Leading Standardisation
Once you’ve got the green light from your manager, you can proceed with creating the solution to the problem. For the keyword match type issue, I created a process for identifying missing keywords, shared this with five other executives, and was on hand to answer questions around the task. When you’re fixing problems, ensure you’re using these prompts:
- Objective: Why am I fixing this issue? What’s the result this will achieve?
- Resources needed: How much time, people, and tools do you need to fix the issue?
- Training: Will anyone need training? Will we need process documentation or live training?
- Results: How will I quantify the results and determine success?
This ensures you’re organised, and if you are, you’re more likely to deliver error-free work on time. Directors and managers appreciate this because it means they can rely on you.
Quantify Your Results (The Final Proof)
Directors promote based on quantifiable value. If you are a junior, you often won’t know the exact dollar impact, so you must enlist your manager to provide the official figure.
How to ask the manager for the numbers:
- State the strategic principle: “Through the match type remediation, I know we secured higher intent and tighter targeting, which should create a positive trend in our conversion rates.”
- Ask for valuation: “Could you help me look at the data and put a specific cost savings figure to the project’s financial value, so I can accurately document this in my portfolio?”
An example from my portfolio is: “I automated an ad creation task, explicitly reducing the time required from 45 minutes to 15 minutes.”

Step 4: Expand Your Scope
You must show your manager you are a fast learner, constantly evolving, and ready for larger challenges.
- Upskilling: Actively gain new platform certifications (e.g., SA360, data visualisation, JavaScript) and share this with your manager.
- Expand Scope: Ask to shadow a senior leader on complex, high-impact tasks. If no opportunities exist, think of ways to make work higher-quality or faster. You’ll be able to initiate your own projects to use as leverage.
- Train Peers: Offer to train junior staff or peers. This demonstrates leadership and deep subject matter expertise, proving your skills already warrant the higher title. I delivered Excel training and created process documentation to help processes run smoothly. This was one of the things my team appreciated most.
Step 5: Formally Express Interest
You’ve built the proof; now, formally transition the promotion conversation from “if” to “when.”
Timing the Conversation
Aim to schedule the promotion conversation around 7 months in.
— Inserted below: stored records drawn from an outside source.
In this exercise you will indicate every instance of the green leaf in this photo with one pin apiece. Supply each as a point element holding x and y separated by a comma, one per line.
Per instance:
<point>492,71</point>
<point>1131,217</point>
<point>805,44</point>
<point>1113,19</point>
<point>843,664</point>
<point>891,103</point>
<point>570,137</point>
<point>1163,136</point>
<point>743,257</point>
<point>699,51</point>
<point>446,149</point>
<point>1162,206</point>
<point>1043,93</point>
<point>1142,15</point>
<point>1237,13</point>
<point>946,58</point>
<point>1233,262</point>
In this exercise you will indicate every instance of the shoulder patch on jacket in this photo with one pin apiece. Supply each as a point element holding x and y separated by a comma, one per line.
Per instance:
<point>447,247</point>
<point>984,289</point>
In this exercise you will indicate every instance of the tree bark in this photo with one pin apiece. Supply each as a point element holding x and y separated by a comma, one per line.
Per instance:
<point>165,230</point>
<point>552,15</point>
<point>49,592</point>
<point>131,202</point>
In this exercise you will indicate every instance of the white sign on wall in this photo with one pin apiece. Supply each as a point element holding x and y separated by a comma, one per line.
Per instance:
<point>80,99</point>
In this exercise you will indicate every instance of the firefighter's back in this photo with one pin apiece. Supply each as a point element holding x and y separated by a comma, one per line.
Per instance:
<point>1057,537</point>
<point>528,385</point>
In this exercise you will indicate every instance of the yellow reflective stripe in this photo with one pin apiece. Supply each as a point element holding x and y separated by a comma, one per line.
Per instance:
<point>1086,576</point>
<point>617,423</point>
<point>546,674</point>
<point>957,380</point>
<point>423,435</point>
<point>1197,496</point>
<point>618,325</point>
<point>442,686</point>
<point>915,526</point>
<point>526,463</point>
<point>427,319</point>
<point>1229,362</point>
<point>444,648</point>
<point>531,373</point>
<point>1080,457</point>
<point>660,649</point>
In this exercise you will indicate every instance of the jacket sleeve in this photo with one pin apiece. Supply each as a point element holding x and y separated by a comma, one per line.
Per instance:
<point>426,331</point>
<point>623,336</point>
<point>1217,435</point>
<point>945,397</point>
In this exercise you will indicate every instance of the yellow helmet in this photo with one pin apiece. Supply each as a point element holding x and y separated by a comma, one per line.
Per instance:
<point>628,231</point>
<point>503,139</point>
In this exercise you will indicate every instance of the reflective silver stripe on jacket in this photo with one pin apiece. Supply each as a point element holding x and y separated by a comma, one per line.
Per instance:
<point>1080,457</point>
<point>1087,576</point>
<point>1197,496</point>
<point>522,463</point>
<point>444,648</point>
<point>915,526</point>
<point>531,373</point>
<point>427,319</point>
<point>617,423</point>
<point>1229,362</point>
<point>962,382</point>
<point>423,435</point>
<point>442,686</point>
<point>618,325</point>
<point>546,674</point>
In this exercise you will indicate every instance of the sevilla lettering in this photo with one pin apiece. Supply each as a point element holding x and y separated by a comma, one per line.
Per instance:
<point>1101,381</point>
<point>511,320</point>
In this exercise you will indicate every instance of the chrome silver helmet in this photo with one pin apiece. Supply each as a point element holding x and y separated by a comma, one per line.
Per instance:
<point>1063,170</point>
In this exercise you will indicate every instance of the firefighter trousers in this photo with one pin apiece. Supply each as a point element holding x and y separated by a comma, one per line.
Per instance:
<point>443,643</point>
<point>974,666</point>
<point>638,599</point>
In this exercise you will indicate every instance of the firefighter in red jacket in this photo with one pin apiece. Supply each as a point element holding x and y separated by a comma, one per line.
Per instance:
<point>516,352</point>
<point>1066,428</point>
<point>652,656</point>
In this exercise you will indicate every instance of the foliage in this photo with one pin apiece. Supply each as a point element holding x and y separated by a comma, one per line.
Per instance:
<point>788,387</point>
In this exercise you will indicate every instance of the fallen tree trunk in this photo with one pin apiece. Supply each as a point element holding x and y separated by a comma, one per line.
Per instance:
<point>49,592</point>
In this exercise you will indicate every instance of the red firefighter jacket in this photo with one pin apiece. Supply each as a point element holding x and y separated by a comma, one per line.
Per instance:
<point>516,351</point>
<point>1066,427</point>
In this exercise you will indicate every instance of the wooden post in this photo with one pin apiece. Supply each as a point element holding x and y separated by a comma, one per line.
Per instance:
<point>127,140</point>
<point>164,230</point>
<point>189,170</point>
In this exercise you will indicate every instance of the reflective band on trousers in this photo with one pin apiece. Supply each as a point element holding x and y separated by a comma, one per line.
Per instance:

Your goal is not to ask for a promotion, but to present the data that shows you are already operating at the next level. Doing so shows your manager that you’re eager for the role and you’re not sitting on your hands!
The Promotion Mapping Exercise
This is where your portfolio work pays off:
- Take the job specification for the role you want.
- Go through the requirements line-by-line.
- Next to each requirement, insert a specific, quantified example from your portfolio (e.g., Requirement: Leads cross-channel strategy. My evidence: Led integration of PMAX and YouTube campaigns, resulting in a 12% CPA reduction over Q3.).
This mapping exercise allows you to walk into your 1-on-1 with confidence, turning a simple request into a data-backed discussion about when the title and compensation will formally align with the value you are already delivering.
Conclusion

Getting put forward for a promotion isn’t about luck. It’s about being visibly strategic in the value you deliver and meticulously documenting the impact of that value. By building this portfolio, you create an undeniable case for your promotion.